I ran as fast as I could, sobbing, towards the grave’s edge, frantically searching for a stick, anything long enough to pull Just Frank free. It was hopeless. Despite my frantic pleas, the coffin continued to its resting place, sealing Just Frank’s fate.
Audrey’s Maman didn’t deserve to die. I did. I kicked at the wet ground, sobbing all the while, trying to make a hole big enough to lie down in for eternity. Thwarted in my efforts, I ran as far away as possible to a grove of trees where I could not see the hate in my former best friend’s eyes.
A few minutes later, I felt her behind me. Audrey’s tone was soft, not at all bossy as usual. I kept digging with my foot.
“I came to thank you.”
I wiped my nose on the back of my sleeve. “You mean hate you. Me. You hate me.” I looked suspiciously at Audrey out of the corner of my eye.
“Silly. You let Just Frank stay in the only place where he could lift Maman up in that great big box and take her to heaven. And Miss Mademoiselle Isabella Christiana Tiffany is showing them both the way.”

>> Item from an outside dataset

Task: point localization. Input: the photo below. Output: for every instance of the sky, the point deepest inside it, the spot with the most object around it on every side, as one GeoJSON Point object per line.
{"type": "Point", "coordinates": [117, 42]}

Audrey reached with her hands for my snotty tear-stained cheeks. She tickled them with her eyelashes.
“What are you doing?”
“Giving you butterfly kisses for Christmas. Maman’s on her way to heaven now.”
Dr. Amy Bazuin Yoder, author, educator and academic researcher, explores the nuances of human behavior through formal inquiry, family, and creative writing.